The ICD codes are the global standard for diagnostic health information, developed and maintained by the WHO. We implemented the ICD-11 version, the more detailed and updated version of the commonly used ICD-10 code, as it was meant to replace ICD-10 in clinical information systems in the medium term. ICD-11 codes are being used to code all disease manifestations of immunodeficient patients, including infections, malignancies, and organ-related manifestations of autoimmunity or autoinflammation. In addition, the extension code of ICD-11 is used for the classification of pathogens, allergens, body sites, and tissues in the GAIN registry.

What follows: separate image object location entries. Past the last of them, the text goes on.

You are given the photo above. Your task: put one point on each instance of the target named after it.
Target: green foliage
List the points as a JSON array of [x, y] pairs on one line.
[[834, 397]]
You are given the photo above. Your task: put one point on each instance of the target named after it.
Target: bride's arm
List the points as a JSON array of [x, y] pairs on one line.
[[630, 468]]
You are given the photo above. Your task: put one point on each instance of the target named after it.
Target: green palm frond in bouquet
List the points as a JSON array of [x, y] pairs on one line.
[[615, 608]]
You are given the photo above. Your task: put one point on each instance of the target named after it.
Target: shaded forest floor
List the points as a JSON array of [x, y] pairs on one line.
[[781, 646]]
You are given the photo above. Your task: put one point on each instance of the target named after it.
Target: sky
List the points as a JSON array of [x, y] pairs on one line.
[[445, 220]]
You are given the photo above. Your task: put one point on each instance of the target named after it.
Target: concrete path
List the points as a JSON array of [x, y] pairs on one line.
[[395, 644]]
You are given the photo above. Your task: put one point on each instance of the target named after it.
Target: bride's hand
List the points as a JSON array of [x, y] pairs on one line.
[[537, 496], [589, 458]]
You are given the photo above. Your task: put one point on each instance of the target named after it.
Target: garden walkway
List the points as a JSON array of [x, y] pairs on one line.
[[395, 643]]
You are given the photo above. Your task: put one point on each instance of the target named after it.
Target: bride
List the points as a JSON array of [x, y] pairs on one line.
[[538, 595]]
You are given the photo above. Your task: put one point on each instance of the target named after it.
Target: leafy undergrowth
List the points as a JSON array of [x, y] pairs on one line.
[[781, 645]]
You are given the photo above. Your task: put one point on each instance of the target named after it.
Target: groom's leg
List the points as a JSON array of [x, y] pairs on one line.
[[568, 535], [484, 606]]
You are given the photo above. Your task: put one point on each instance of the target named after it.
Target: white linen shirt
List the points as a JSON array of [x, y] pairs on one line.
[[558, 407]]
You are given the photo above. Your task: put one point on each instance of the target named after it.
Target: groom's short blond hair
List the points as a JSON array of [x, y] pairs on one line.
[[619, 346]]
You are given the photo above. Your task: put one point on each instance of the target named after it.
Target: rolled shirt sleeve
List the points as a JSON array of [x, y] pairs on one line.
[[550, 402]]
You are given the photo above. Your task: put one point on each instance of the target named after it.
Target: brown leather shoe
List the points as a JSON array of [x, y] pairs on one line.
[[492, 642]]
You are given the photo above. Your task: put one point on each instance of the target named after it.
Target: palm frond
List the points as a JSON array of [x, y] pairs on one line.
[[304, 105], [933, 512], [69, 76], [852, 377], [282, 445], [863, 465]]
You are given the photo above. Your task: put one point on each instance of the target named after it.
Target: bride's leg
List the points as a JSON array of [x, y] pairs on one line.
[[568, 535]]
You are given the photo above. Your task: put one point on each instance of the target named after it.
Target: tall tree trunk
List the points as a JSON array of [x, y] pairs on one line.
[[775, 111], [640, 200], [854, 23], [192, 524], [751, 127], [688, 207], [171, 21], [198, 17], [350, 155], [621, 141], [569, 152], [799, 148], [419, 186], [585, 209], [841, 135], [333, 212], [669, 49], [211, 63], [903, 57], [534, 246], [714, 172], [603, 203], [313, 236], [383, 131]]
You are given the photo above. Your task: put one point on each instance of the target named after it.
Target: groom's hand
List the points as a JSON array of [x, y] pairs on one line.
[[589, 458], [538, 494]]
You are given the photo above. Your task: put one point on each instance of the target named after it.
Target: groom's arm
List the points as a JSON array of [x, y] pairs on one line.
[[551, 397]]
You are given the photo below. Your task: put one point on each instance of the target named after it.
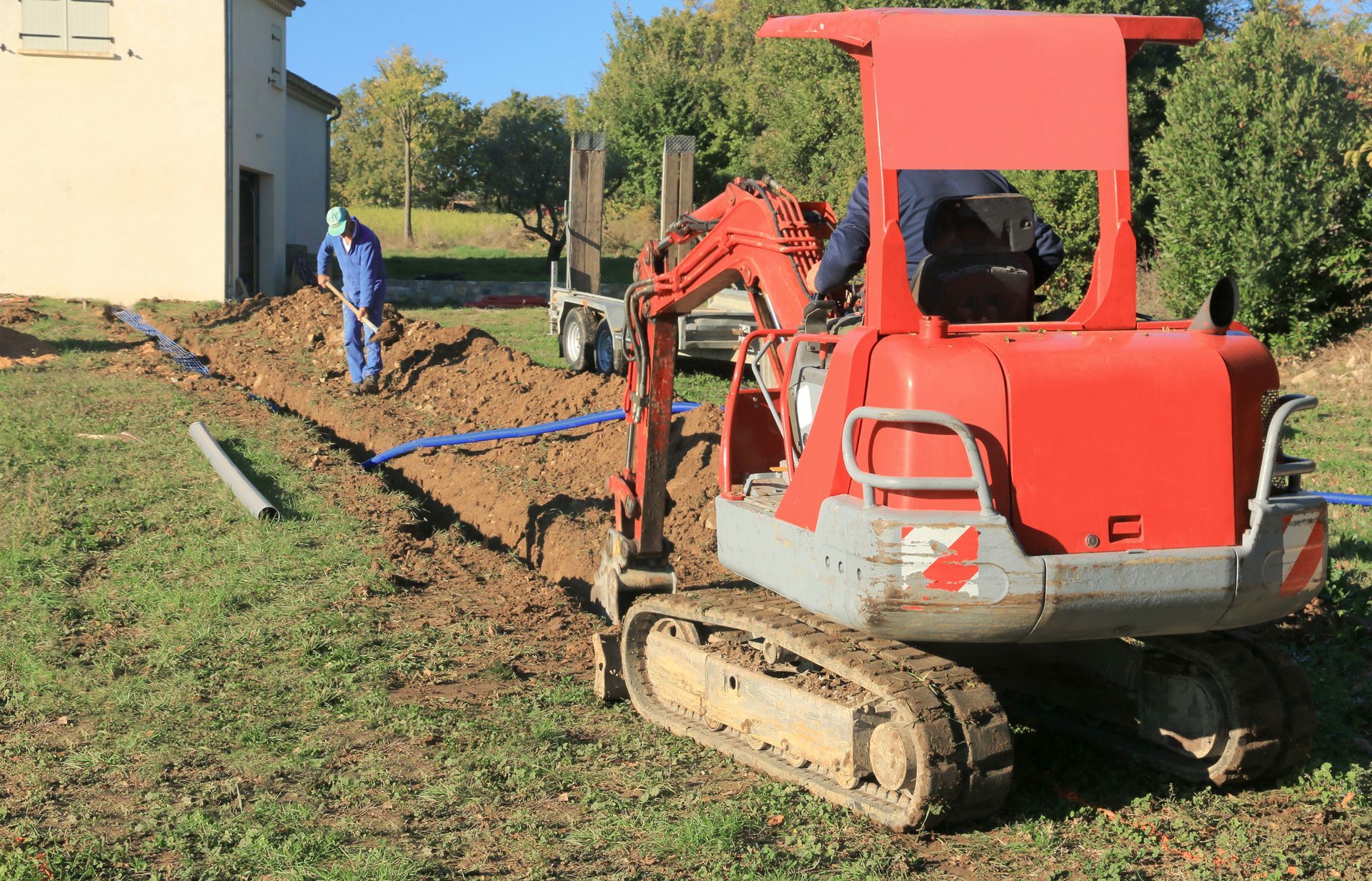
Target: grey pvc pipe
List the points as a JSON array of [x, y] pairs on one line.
[[244, 492]]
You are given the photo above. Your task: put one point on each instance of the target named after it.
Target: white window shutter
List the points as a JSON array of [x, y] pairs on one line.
[[88, 26], [44, 25]]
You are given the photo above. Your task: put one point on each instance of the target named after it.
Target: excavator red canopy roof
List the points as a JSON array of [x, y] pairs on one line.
[[990, 89]]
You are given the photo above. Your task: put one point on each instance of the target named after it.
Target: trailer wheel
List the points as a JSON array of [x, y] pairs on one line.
[[578, 332], [608, 359]]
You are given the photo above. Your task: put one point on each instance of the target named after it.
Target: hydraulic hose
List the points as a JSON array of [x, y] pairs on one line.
[[504, 434]]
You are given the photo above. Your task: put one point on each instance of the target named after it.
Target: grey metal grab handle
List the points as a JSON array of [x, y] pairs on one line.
[[870, 482], [1272, 445]]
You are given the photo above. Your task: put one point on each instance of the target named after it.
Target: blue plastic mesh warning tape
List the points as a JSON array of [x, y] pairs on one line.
[[182, 357]]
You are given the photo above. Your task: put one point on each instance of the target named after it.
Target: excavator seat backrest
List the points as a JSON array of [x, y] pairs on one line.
[[978, 269]]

For the documentation of symptoms, we opted for the Human Phenotype Ontology (HPO) and implemented it as a REST-Application Programming Interface in the registry. This type of implementation assures that coding requests are sent directly to HPO servers; thereby, the evolving ontology is always up to date. The HPO is an international ontology, developed by the Monarch initiative, funded by the National Institute of Health of the USA [6].
Medications are coded by their ingredients using the ATC code (anatomical-therapeutic-chemical classification) [7]. In addition, if available, the full product name of the medication is documented based on a table requested from the European Medicines agency, comprising all drugs approved in Europe [8]. The documentation of drug allergies also uses this set of codes.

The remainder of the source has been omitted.